On note toutefois que les benchmarks portant sur les dernières générations de processeurs Intel et AMD semblent montrer que le gain de performances est de plus en plus modéré, voire subtil entre des x86 gravés en 10, 7 ou 5 nm. D’où l’intérêt de ne pas se limiter aux dernières générations de photolithographie quand le but est de mettre un adversaire en situation de retard technologique.

« ASML n’est pas le seul fournisseur concerné par la limitation de ses exportations. Ses concurrents japonais Canon et Nikon, dont les machines photolithographiques ont une résolution de 38 nm, le sont également. La raison invoquée, comme en 2019 pour ASML, est que ces machines comportent des centaines de milliers de pièces, que certaines sont des technologies américaines et que, par conséquent, la législation extraterritoriale américaine s’applique » explique Estelle Prin.

Des semiconducteurs au risque de guerre

L’analyste se veut plutôt pessimiste concernant les prochains développements de cette situation : l’escalade des mesures américaines sur l’export des technologies de semiconducteurs suggère que Washington n’a plus seulement l’intention de modérer les capacités économiques de Pékin, mais anticipe bel et bien un conflit militaire.

« Plusieurs signaux sont particulièrement préoccupants. Quelques heures avant la prise de décision officielle du gouvernement hollandais, Xi Jinping sommait les USA d’arrêter d’essayer de contenir la croissance économique de la Chine, ce qui, a-t-il précisé, signifiait que Washington devait mettre un frein au risque d’un conflit militaire. Et puis il y a cette histoire d’espionnage. »

« Quelques heures avant la prise de décision officielle du gouvernement hollandais, Xi Jinping sommait les USA d’arrêter d’essayer de contenir la croissance économique de la Chine. »
Estelle PrinAnalyste, fondatrice de l'Observatoire des semiconducteurs

Fin février, ASML révélait en effet avoir été victime courant 2022 d’une tentative d’espionnage de la part de l’un de ses 1 500 employés en Chine. Le groupe hollandais a en effet installé en Chine des centres, avec de la main-d’œuvre locale, dont la mission est d’assurer la maintenance des machines qu’il y vend. Ces centres regorgent néanmoins de secrets industriels dans leurs tiroirs. L’espion aurait ainsi dérobé des documents liés aux dernières machines EUV.
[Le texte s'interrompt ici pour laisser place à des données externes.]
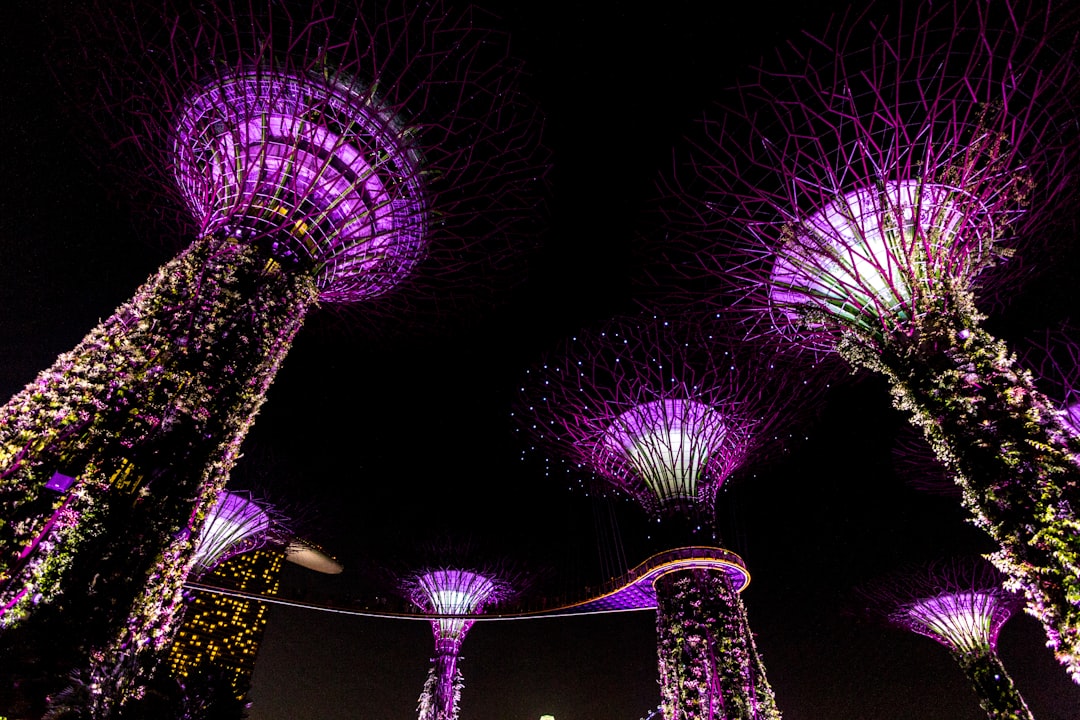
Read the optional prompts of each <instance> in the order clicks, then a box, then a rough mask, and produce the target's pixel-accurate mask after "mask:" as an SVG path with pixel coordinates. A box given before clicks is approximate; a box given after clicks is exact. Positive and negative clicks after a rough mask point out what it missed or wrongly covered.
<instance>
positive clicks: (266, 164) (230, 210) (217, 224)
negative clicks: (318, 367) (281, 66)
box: [173, 70, 428, 301]
mask: <svg viewBox="0 0 1080 720" xmlns="http://www.w3.org/2000/svg"><path fill="white" fill-rule="evenodd" d="M173 147H174V155H175V173H176V176H177V181H178V182H179V186H180V188H181V191H183V193H184V196H185V200H186V202H187V203H188V205H189V207H190V209H191V210H192V213H193V214H194V216H195V217H197V218H198V219H199V221H200V223H201V227H202V232H203V234H213V233H226V234H228V235H233V236H239V237H241V239H244V240H252V241H253V242H258V241H259V240H260V239H265V241H266V242H267V243H269V244H270V245H271V247H270V249H271V252H272V253H273V255H274V257H275V258H276V259H279V260H280V261H282V262H283V263H314V264H316V266H318V267H319V268H320V272H319V285H320V290H321V296H320V297H321V299H323V300H327V301H350V300H359V299H364V298H368V297H373V296H376V295H379V294H381V293H384V291H387V290H389V289H390V288H391V287H393V286H394V285H395V284H396V283H397V282H400V281H401V280H402V279H403V277H404V276H405V275H407V274H408V273H409V271H410V270H411V269H413V267H414V266H415V264H416V263H417V262H418V261H419V259H420V257H421V255H422V253H423V248H424V234H426V230H427V222H428V220H427V218H428V214H427V207H428V203H427V200H426V196H424V190H423V185H422V182H421V177H420V166H421V158H420V153H419V151H418V150H417V148H416V147H415V144H414V142H413V140H411V138H410V137H409V136H408V135H407V134H406V132H405V130H404V126H403V124H402V123H401V122H400V121H399V120H397V119H396V118H395V117H393V116H392V114H391V113H390V112H388V111H386V110H384V109H382V107H380V104H379V100H378V98H377V97H375V95H374V93H373V92H372V91H370V90H369V89H367V87H364V86H362V85H359V84H346V83H345V82H342V81H341V80H340V79H334V80H328V79H323V78H321V77H315V76H314V74H288V73H284V72H274V71H262V70H252V71H248V72H239V73H235V74H226V76H222V77H220V78H218V79H216V80H215V81H213V82H208V83H205V84H203V85H202V86H201V87H199V90H198V92H195V93H193V94H191V95H190V96H189V97H188V100H187V104H186V106H185V107H184V108H183V110H181V112H180V114H179V118H178V120H177V121H176V135H175V139H174V146H173Z"/></svg>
« Il est a priori extrêmement compliqué, voire impossible de reconstruire les dernières machines d’ASML en partant seulement des plans. Et aucun lien entre cet espion chinois et le gouvernement de Pékin n’a pu être établi. Mais les faits sont troublants. À commencer par le fait que de tels documents à propos d’une technologie interdite en Chine soient tout de même arrivés dans cette filiale », observe Estelle Prin.

Dans une interview accordée cette semaine au Financial Times, Peter Wennink, le PDG d’ASML indique qu’il peut comprendre qu’un État cherche à développer ses propres machines quand des sanctions internationales l’empêchent d’en importer. Selon lui, les nouvelles restrictions d’exportation de ses produits en Chine ne devraient pas avoir de conséquence lourde sur le CA d’ASML en 2023. En revanche, il investira à présent entre 80 et 100 millions d’euros par an dans des moyens de sécurité pour contrer l’espionnage économique.